Most of those ventures no longer exist in recognizable form. The problem was not a lack of mineral resources. It was a shortage of industrial knowledge. Many believed that capital could substitute for competence. It never has.
Meanwhile, the comparatively small community of people who actually knew how to separate, refine, reduce, alloy, and manufacture rare earth products continued to do what they had always done—solving engineering problems rather than promoting financial narratives.
That difference explains far more about the industry’s history than most investors appreciate. The financial community has a natural tendency to believe that successful executives are interchangeable. A talented mining executive can surely build a chemical processing company. An accomplished steel executive can surely oversee rare earth metallurgy. A successful investment banker can surely assemble the necessary expertise after financing is complete.
Sometimes that happens. Usually, it does not. Industrial knowledge is domain specific. Competence does not automatically transfer from one industry to another.

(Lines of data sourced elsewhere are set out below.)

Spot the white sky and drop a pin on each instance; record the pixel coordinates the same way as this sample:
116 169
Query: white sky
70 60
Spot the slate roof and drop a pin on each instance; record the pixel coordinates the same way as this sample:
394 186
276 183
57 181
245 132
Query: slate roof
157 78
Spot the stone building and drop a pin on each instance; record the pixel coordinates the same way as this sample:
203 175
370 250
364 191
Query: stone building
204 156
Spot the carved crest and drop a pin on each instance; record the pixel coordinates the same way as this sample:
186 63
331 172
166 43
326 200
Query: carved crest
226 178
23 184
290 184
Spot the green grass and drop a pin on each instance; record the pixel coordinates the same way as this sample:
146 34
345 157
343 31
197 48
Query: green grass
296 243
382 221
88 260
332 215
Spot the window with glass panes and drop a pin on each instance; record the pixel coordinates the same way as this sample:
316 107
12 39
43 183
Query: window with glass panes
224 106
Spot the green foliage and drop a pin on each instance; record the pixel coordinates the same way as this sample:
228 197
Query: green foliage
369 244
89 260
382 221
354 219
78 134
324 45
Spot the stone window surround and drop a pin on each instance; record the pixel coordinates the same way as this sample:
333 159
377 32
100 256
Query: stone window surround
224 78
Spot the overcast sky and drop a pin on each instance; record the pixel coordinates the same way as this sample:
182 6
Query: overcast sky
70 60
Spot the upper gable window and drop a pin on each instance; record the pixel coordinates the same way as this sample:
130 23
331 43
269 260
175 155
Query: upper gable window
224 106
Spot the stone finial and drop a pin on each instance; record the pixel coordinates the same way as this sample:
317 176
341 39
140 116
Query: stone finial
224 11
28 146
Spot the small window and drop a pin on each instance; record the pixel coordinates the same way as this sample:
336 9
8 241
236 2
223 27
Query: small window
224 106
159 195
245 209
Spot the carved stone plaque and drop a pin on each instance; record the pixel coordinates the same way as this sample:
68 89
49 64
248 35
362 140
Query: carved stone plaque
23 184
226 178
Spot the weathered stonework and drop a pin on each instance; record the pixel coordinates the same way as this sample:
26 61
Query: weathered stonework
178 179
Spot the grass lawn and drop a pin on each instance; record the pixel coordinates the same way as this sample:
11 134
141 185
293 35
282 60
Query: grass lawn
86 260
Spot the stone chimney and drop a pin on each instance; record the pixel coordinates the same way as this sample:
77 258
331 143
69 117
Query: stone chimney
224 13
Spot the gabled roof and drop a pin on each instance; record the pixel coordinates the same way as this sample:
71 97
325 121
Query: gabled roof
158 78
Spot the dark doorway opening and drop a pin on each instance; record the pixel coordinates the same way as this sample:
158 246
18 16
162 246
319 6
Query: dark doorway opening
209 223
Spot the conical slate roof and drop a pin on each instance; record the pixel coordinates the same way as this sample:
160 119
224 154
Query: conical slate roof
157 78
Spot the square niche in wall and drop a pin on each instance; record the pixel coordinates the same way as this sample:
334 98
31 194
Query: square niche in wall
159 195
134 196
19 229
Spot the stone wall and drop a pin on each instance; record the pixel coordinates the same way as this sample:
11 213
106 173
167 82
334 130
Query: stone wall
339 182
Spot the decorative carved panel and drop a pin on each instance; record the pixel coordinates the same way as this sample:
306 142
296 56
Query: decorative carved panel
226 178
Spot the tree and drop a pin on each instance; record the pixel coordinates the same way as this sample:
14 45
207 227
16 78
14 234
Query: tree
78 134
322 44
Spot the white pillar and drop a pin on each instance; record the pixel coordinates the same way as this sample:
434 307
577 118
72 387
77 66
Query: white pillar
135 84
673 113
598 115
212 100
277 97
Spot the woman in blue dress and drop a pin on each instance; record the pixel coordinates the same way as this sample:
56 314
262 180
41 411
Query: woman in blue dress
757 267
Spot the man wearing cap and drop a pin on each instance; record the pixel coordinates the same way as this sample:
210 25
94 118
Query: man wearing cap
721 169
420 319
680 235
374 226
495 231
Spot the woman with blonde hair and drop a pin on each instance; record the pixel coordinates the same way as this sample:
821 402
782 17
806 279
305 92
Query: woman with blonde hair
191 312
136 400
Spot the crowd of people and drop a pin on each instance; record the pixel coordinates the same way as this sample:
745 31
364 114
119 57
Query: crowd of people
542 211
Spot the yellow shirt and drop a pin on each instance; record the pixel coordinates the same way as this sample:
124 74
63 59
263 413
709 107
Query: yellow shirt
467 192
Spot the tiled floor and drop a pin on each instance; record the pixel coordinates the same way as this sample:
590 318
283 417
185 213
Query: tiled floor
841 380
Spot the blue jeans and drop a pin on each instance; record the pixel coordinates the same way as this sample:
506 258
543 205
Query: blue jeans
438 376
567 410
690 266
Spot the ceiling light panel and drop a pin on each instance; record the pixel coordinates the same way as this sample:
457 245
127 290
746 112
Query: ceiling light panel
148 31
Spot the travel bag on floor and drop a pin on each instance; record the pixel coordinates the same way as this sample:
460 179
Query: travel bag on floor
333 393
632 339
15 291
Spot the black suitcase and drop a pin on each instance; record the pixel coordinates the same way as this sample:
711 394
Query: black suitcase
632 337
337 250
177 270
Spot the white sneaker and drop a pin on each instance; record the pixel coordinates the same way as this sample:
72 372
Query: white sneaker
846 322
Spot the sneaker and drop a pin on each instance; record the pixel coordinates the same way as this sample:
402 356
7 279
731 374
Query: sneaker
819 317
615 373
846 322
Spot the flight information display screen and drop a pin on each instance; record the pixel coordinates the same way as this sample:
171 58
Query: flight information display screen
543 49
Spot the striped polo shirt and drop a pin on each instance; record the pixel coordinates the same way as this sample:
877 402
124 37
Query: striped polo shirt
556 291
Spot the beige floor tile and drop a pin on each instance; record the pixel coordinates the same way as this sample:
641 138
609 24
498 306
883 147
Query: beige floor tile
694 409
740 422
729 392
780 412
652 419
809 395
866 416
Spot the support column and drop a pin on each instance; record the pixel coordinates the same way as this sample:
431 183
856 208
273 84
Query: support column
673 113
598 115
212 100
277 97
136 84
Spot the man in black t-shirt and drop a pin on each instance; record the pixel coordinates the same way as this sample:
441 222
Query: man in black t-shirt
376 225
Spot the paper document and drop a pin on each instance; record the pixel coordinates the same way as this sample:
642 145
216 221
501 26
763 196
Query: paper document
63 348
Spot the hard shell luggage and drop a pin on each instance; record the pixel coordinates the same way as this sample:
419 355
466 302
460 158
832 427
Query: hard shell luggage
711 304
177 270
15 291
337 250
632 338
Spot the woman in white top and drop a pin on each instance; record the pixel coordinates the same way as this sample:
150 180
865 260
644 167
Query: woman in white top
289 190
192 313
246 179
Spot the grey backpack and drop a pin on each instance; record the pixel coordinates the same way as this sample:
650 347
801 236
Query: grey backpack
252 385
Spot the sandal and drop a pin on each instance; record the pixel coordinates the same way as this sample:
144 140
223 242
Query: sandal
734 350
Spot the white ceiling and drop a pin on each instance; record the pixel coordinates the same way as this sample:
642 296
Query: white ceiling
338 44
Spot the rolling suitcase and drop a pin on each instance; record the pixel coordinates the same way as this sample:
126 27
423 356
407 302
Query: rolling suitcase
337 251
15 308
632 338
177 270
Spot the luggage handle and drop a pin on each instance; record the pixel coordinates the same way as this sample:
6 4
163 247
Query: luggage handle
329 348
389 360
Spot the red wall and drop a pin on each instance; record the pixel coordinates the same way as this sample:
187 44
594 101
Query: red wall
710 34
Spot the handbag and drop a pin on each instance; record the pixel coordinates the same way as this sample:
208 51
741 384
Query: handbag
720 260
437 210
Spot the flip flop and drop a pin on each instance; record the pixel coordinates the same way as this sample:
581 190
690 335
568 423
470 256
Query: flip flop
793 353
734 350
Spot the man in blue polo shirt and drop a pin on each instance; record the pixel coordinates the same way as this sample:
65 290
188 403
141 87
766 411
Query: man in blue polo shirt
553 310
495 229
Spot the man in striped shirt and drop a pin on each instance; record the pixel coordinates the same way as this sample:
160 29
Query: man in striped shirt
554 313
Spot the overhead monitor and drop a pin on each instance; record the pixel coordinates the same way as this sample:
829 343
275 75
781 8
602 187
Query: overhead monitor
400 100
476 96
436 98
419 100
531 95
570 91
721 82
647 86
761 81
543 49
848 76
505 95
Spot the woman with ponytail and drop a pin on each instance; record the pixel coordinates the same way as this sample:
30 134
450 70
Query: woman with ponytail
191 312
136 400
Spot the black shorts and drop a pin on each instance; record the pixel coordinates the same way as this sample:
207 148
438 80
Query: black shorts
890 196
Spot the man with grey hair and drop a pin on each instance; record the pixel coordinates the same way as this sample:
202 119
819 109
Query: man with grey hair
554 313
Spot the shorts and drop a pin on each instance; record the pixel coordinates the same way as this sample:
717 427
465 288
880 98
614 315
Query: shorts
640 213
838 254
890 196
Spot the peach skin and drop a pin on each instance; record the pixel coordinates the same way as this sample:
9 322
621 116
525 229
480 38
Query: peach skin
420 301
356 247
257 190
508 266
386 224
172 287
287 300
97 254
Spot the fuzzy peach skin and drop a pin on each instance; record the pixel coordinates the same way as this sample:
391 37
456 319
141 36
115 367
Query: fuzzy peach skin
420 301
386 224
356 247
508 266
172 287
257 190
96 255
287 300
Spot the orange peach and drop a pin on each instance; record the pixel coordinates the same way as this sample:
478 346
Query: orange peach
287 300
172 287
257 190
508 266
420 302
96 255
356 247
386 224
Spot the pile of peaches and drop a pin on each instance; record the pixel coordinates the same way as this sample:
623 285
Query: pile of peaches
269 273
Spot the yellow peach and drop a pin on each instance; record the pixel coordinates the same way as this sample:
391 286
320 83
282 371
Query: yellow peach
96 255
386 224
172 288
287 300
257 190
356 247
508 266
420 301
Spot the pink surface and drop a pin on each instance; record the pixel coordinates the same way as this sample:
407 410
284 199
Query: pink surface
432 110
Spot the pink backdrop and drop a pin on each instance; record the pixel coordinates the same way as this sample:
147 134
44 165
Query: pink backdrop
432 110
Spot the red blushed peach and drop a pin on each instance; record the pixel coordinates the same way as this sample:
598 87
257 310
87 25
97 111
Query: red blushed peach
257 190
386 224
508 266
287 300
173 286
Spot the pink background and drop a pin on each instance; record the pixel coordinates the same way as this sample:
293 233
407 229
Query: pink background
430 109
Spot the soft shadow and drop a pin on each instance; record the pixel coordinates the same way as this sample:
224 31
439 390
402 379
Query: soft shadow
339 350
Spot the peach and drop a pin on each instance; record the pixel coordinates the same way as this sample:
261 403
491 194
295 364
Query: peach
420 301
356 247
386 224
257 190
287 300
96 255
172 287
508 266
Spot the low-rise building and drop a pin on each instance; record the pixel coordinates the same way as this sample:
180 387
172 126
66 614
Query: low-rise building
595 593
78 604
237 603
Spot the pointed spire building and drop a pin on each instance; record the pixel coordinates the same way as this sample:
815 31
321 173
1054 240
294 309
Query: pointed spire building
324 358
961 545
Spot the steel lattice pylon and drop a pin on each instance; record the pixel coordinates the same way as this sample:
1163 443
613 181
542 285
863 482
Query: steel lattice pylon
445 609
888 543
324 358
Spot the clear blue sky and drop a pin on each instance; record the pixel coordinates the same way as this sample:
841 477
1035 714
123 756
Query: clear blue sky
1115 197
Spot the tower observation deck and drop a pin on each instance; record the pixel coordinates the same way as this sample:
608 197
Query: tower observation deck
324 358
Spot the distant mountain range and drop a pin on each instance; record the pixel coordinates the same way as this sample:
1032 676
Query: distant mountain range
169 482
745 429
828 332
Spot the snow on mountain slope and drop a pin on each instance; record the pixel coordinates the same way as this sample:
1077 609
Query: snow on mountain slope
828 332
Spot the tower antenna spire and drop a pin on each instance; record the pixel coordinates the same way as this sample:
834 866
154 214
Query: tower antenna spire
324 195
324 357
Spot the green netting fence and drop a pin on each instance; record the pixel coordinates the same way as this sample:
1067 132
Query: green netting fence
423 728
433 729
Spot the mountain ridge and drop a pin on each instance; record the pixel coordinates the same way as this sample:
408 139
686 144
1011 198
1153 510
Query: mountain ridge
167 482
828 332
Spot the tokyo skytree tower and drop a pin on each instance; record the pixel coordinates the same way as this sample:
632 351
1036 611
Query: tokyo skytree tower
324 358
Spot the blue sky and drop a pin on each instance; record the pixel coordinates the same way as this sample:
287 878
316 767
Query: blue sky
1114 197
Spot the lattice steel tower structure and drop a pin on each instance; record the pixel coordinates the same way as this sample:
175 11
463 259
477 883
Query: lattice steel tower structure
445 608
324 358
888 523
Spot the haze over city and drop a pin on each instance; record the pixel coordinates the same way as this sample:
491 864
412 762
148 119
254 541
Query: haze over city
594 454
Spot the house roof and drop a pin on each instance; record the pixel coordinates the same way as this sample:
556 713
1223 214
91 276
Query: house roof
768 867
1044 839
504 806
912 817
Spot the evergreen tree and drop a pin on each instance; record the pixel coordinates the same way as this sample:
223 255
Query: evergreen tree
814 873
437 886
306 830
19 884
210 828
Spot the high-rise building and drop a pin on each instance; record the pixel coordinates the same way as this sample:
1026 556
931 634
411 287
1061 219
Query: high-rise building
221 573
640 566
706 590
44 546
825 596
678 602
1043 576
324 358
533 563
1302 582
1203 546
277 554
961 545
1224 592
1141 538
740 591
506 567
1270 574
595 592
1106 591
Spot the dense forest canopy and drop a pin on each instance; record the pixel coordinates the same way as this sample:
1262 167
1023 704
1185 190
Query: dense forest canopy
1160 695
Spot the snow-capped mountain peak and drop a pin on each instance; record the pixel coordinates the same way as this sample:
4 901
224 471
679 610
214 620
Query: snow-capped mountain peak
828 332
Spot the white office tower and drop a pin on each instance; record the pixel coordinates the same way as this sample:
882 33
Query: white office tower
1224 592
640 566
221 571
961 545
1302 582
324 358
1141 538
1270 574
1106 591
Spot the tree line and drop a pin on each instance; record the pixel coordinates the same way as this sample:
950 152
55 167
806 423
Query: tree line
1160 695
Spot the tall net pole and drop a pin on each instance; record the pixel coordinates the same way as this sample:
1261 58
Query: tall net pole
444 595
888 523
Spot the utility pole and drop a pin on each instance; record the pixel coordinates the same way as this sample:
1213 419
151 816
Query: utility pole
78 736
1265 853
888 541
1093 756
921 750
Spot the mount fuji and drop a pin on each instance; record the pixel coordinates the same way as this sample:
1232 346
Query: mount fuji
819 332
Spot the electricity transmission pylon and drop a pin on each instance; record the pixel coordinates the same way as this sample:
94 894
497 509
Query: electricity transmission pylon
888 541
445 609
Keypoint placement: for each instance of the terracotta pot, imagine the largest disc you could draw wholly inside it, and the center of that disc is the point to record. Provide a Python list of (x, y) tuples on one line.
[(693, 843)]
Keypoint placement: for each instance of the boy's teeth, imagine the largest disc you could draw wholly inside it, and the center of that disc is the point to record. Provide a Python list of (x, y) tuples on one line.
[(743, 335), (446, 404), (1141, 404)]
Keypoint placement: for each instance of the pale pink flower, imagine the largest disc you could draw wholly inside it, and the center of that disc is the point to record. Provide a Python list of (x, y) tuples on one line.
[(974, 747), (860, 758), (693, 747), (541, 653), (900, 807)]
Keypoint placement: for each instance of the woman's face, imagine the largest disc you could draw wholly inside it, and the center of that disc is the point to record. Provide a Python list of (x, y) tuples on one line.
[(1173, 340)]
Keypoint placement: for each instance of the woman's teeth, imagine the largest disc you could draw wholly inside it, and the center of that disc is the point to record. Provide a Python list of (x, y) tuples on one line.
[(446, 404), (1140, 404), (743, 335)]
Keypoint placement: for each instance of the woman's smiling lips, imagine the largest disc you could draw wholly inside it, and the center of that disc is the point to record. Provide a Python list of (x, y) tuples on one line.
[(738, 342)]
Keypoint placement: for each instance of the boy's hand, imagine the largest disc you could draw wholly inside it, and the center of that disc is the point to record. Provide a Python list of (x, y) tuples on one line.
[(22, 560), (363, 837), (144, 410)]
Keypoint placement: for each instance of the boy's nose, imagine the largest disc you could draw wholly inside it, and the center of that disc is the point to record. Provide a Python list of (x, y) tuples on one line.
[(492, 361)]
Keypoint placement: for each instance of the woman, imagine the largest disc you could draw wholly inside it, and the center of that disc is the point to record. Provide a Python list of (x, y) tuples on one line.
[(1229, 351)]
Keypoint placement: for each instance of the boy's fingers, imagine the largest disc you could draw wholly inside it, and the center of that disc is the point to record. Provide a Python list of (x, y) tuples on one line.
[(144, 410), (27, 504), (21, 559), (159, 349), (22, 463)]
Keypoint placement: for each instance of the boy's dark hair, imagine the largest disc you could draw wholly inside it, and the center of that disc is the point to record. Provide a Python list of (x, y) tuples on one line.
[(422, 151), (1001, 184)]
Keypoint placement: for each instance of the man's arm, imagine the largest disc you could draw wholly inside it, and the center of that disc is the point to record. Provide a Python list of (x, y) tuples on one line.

Rare earth processing combines mineral beneficiation, hydrometallurgy, solvent extraction chemistry, metal production, alloy manufacturing, powder metallurgy, and advanced materials science. Few industries require mastery of so many unrelated disciplines before a commercial product reaches a customer.
The customer, incidentally, remains the most neglected participant in almost every discussion of critical minerals. For years, I have argued that industries are built backward from the OEM—not forward from the mine. That is not a slogan. It is an observation based on decades of watching manufacturing industries succeed or fail. An automobile manufacturer does not care how many millions of tons of ore exist beneath the ground. It cares whether qualified magnet material will arrive on schedule, at specification, at competitive cost, every single time. Procurement departments create supply chains. Mines merely supply them.
Yet much of today’s public discussion begins with deposits rather than customers. That inversion explains why so many announced “mine-to-magnet” strategies have struggled to achieve commercial success. A supply chain begins with a customer’s willingness to purchase. Everything else is infrastructure assembled to satisfy that decision. This is why experience remains the industry’s most undervalued asset.
When I evaluate a rare earth venture, I am naturally interested in the deposit. I am equally interested in the flowsheet. But before either of those, I want to know who has actually operated a comparable plant, who has sold qualified products to demanding industrial customers, who understands procurement, and who has spent enough years making mistakes to avoid repeating them. Those questions rarely dominate investment presentations. They should.
The rare earth industry does not suffer from a shortage of geological opportunity. It suffers from a persistent tendency to confuse financial sophistication with industrial competence. They are not the same. Capital is necessary. Experience is indispensable. One can purchase equipment. One cannot purchase judgment.
Until governments, investors, and financial markets become more literate in the practical realities of industrial production, they will continue to reward stories that sound plausible while overlooking organizations that quietly accumulate the experience necessary to build lasting businesses. The children’s game ends when everyone agrees to stop pretending. The rare earth industry has not yet reached that point.
For the sake of Western industrial competitiveness, I hope it does.